Unless otherwise noted, reagents and solvents were obtained from commercial suppliers and were used without further purification. 1H NMR spectra were recorded on 500 MHz Bruker Avance III spectrometer, and chemical shifts are reported in parts per million (ppm, d) downfield from tetramethylsilane (TMS). Coupling constants (J) are reported in Hz. Spin multiplicities are described as s (singlet), brs (broad singlet), d (doublet), t (triplet), q (quartet), and m (multiplet). Mass spectra were obtained on a Waters Acquity UPLC. Preparative HPLC was performed on a Waters Sunfire C18 column (19 mm X 50 mm, 5 μM) using a gradient of 15–95% methanol in water containing 0.05% trifluoroacetic acid (TFA) over 60 min at a flow rate of 43 mL/min. Flash column chromatography was carried out using prepacked silica cartridges (from 4 g up to 24 g) from Redisep TM and eluted using an Isco Companion system. Purities of assayed compounds were in all cases greater than 95%, as determined by reverse-phase HPLC analysis.

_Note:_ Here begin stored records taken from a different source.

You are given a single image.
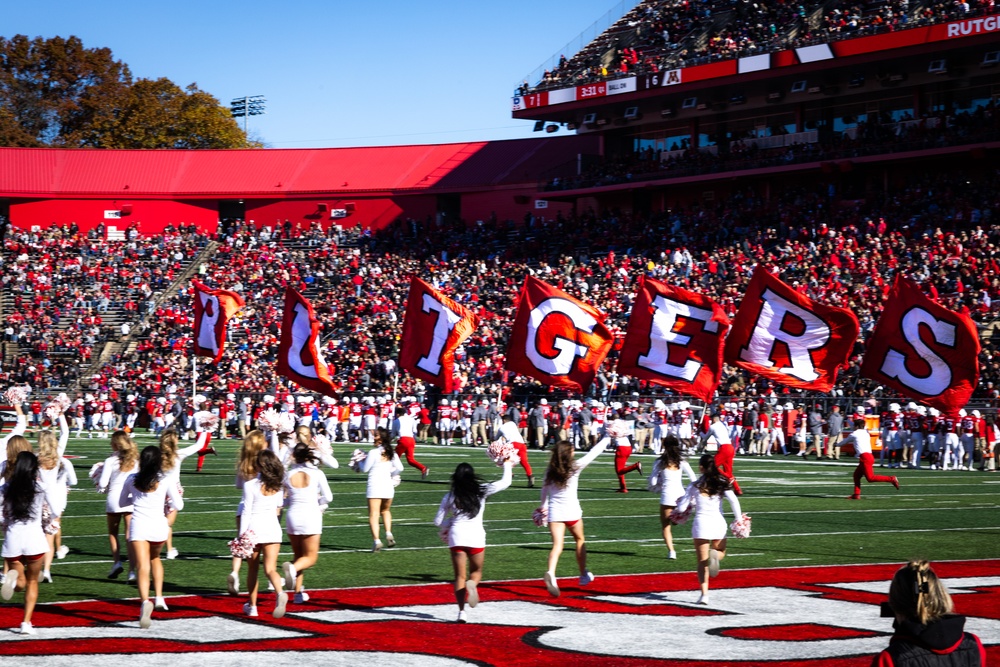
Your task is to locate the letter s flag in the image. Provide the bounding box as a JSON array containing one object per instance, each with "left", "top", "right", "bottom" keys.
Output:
[
  {"left": 861, "top": 275, "right": 980, "bottom": 415},
  {"left": 507, "top": 276, "right": 614, "bottom": 392},
  {"left": 618, "top": 278, "right": 729, "bottom": 402},
  {"left": 399, "top": 276, "right": 479, "bottom": 394},
  {"left": 726, "top": 264, "right": 860, "bottom": 391}
]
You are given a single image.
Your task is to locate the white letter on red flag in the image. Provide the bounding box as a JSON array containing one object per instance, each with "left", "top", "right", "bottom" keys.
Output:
[
  {"left": 725, "top": 264, "right": 859, "bottom": 391},
  {"left": 191, "top": 280, "right": 245, "bottom": 364},
  {"left": 507, "top": 276, "right": 614, "bottom": 392},
  {"left": 399, "top": 277, "right": 479, "bottom": 394},
  {"left": 861, "top": 276, "right": 980, "bottom": 415},
  {"left": 618, "top": 278, "right": 729, "bottom": 402},
  {"left": 278, "top": 287, "right": 337, "bottom": 396}
]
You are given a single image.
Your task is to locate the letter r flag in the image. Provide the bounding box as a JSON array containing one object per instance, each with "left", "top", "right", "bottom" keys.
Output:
[
  {"left": 399, "top": 276, "right": 479, "bottom": 394},
  {"left": 507, "top": 276, "right": 614, "bottom": 392},
  {"left": 861, "top": 276, "right": 980, "bottom": 415},
  {"left": 725, "top": 264, "right": 860, "bottom": 391}
]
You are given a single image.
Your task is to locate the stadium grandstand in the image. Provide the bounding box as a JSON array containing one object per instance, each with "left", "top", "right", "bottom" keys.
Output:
[{"left": 0, "top": 0, "right": 1000, "bottom": 422}]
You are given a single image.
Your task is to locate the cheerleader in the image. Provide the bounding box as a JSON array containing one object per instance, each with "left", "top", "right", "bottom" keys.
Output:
[
  {"left": 361, "top": 429, "right": 403, "bottom": 552},
  {"left": 120, "top": 445, "right": 184, "bottom": 629},
  {"left": 434, "top": 459, "right": 514, "bottom": 623},
  {"left": 240, "top": 449, "right": 288, "bottom": 618},
  {"left": 542, "top": 440, "right": 604, "bottom": 597},
  {"left": 650, "top": 435, "right": 695, "bottom": 560},
  {"left": 38, "top": 415, "right": 77, "bottom": 584},
  {"left": 97, "top": 431, "right": 138, "bottom": 582},
  {"left": 0, "top": 451, "right": 65, "bottom": 635},
  {"left": 284, "top": 442, "right": 333, "bottom": 604},
  {"left": 677, "top": 454, "right": 743, "bottom": 605},
  {"left": 228, "top": 430, "right": 267, "bottom": 595}
]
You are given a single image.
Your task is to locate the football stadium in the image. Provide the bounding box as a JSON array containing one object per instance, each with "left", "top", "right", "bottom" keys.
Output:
[{"left": 0, "top": 0, "right": 1000, "bottom": 667}]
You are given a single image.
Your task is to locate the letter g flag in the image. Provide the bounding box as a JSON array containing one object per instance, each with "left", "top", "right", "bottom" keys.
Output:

5.6.1. 3-(4-(4-methoxythiophen-3-yl)-1H-1,2,3-triazol-1-yl)piperidine-2,6-dione (1, FPFT-2216).

To a solution of 3-ethynyl-4-methoxythiophene R1 (18.0 mg, 0.13 mmol) and 3-azidopiperidine-2,6-dione R2 (20 mg, 0.13 mmol) in DMF/H2O (v/v=2/1, 1.0 mL) was added CuSO4.5H2O (3.3 mg, 0.013 mmol) and sodium ascorbate (13 mg, 0.065 mmol). The reaction mixture was stirred at rt for 6 h. The reaction mixture was purified directly via prep HPLC to give FPFT-2216 (8.0 mg, 21% yield) as a white solid. 1H NMR (500 MHz, DMSO-d6) δ 11.22 (s, 1H), 8.34 (s, 1H), 7.88 (d, J = 8.5 Hz, 1H), 6.74 (d, J = 3.5 Hz, 1H), 5.87 (dd, J = 8.5, 5.0 Hz, 1H), 3.88 (s, 3H), 2.91–2.83 (m, 1H), 2.80–2.73 (m, 1H), 2.72–2.65 (m, 1H), 2.34–2.27 (m, 1H). MS (ESI) for C12H13N4O3S [M+H]+: m/z calcd, 293.07; found, 293.25. HRMS (ESI+): [M+H]+ m/z found 293.0705.

5.6.2. 3-(5-(4-methoxythiophen-3-yl)-1H-1,2,3-triazol-1-yl)piperidine-2,6-dione (2).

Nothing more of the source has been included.